# ship mates of Dave Doig 1957 to 1963



## Gillian doig (Mar 10, 2014)

Did anyone sail on the Pacific Envoy, Stronghold or the Javenese prince, from 1957 to 1963, I am looking for information about my late father who sailed on these ships, He was second engineer and did his ticket as chief. His name was Dave Doig "big Dave", I remember him telling me of conflict in Cuba and that they were almost conscripted into. He was Scottish.


----------



## Gillian doig (Mar 10, 2014)

Just found out he also sailed on the Sagamore.


----------



## TOM ALEXANDER (Dec 24, 2008)

Gillian doig said:


> Just found out he also sailed on the Sagamore.
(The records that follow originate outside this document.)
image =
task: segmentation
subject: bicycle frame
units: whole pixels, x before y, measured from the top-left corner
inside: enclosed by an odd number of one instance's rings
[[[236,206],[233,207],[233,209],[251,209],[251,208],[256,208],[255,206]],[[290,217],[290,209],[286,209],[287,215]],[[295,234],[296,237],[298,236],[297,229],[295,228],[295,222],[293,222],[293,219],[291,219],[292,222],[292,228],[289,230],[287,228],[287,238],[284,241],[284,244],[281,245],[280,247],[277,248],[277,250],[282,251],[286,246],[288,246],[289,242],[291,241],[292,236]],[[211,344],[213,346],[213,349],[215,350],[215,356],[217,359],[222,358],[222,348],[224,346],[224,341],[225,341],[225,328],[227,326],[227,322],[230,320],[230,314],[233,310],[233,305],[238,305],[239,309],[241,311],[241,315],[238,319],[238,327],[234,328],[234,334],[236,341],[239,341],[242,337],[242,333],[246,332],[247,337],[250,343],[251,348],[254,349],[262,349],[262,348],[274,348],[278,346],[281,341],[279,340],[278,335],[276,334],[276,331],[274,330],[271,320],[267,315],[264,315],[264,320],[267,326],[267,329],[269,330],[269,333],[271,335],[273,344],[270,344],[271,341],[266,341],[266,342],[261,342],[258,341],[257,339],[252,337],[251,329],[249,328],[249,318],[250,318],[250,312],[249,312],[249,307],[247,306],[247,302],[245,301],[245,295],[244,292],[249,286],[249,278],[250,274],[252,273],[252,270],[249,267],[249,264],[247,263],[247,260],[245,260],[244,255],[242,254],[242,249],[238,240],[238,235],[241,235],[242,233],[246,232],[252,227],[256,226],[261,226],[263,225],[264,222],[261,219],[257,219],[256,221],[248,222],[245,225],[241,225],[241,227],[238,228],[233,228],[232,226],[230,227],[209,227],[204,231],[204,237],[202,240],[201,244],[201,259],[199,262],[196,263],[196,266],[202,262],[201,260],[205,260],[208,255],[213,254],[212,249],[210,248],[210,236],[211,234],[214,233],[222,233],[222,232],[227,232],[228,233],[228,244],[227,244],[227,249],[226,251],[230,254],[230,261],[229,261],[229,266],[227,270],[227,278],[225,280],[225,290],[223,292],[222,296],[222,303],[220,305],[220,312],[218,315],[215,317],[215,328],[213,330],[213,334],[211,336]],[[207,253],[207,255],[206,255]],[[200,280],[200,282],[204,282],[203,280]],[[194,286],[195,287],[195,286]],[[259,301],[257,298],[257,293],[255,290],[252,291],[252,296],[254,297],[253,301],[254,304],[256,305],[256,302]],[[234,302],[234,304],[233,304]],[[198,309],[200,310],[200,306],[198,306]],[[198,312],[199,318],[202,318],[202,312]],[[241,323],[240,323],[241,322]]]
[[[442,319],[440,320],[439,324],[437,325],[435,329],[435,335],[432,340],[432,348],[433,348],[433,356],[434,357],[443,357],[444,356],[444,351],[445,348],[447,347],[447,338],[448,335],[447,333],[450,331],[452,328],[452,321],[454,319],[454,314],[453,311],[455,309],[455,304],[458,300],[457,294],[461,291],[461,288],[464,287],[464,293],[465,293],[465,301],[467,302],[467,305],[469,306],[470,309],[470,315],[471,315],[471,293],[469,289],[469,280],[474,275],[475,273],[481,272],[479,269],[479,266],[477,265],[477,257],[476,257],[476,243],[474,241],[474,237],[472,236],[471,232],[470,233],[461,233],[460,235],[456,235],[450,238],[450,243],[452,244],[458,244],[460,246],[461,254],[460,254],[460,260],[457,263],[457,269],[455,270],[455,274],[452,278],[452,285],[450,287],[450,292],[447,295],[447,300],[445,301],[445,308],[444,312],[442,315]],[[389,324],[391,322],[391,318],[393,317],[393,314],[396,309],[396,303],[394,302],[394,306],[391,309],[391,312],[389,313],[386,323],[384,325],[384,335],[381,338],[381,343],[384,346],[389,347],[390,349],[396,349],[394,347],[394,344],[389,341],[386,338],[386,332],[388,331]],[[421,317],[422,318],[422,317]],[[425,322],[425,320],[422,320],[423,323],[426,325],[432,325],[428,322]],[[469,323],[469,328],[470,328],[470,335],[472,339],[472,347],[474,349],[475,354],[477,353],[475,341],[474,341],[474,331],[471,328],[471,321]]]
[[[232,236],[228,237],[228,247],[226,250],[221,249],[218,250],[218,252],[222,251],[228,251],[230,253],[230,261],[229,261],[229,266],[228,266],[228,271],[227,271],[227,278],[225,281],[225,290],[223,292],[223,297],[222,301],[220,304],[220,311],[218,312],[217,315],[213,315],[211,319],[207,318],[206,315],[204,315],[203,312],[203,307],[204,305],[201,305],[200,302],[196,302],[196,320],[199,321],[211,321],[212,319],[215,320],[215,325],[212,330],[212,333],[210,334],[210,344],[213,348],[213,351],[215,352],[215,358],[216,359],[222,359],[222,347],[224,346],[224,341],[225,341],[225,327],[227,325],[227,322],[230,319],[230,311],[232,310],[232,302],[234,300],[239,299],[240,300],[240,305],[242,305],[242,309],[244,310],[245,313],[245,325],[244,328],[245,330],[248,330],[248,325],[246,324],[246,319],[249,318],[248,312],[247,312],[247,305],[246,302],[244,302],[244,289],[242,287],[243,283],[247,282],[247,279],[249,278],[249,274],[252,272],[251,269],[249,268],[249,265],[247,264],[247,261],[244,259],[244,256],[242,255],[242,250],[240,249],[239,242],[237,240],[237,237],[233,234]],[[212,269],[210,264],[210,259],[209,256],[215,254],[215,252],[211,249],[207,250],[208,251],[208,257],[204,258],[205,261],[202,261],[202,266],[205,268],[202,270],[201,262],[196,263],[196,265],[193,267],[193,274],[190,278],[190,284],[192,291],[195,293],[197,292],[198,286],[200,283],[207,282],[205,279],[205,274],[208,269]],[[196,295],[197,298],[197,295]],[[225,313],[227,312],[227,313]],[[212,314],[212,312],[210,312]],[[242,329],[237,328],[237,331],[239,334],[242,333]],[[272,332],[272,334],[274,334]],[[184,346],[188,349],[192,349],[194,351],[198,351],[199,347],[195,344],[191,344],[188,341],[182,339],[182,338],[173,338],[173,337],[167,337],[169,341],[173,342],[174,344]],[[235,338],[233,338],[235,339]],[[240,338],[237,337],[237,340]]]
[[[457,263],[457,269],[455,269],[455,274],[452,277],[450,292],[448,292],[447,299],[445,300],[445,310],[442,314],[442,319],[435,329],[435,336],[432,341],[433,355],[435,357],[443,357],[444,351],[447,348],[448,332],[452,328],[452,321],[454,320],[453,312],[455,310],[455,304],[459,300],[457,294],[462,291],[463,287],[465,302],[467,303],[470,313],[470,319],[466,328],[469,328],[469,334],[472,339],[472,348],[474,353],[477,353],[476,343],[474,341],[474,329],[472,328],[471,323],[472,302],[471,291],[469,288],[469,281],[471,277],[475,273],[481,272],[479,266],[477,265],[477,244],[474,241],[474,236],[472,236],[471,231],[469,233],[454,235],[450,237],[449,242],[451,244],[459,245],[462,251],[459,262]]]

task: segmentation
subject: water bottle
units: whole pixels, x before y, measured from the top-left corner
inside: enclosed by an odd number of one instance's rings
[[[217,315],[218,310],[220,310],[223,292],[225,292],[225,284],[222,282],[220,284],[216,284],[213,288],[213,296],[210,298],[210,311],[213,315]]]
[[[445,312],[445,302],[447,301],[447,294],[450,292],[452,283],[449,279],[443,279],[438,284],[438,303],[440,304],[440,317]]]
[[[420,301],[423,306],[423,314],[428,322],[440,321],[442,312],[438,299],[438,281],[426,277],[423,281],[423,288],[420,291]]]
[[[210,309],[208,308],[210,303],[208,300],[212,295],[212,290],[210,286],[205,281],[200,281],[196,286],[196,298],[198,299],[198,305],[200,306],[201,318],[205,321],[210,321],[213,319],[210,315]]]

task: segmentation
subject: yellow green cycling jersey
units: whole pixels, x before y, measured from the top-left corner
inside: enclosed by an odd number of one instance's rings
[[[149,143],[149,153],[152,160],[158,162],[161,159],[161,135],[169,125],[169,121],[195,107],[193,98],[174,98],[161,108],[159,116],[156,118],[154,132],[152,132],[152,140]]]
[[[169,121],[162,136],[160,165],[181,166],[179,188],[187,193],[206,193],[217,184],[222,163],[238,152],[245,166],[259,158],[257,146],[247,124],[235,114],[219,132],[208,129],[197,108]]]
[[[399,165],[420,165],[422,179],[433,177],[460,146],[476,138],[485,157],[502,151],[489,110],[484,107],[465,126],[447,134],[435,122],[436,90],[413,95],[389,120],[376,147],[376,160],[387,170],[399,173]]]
I did reply to your other reply on the Furness Withy "Pacific" boats. I also was on the Sagamore for a while, but still don't remember a Doig, although the name sounds vaguely familiar. The Sagamore was an iron ore carrier and didn't have any refrigerated cargo space so as far as I know didn't have a specified 'frig engineer. Ship had a 4 cylinder Doxford as a main engine so I don't know if that will help with your search at all.


----------



## Gillian doig (Mar 10, 2014)

Hi thanks for your post, my father wasn't a fridge engineer he was, second engineer. On later getting his chief engineers ticket but I don't think he ever actually sailed az chief as he left the navy after he was married.


----------



## Windsor (Mar 18, 2010)

Hi Gillian. I remember your dad well from a voyage together on the "Pacific Stronghold" in 1961. I was a deck cadet and he an engineer. (Obviously!) Six of us shared three cabins in the "halfdeck".


----------



## Gillian doig (Mar 10, 2014)

Ah waw I'm so pleased to hear from you, as my dad told us loads of stories about his navy days. Sadly he has passed away about 12 years ago, and i wished i had paid more attention. I remember he told me that he made a key for the larder, and that once him and some of his crew mates tried to make Ambros whisky and used porridge oats and maple syrup, obviously lashings of whisky. Where were you sailing too?


----------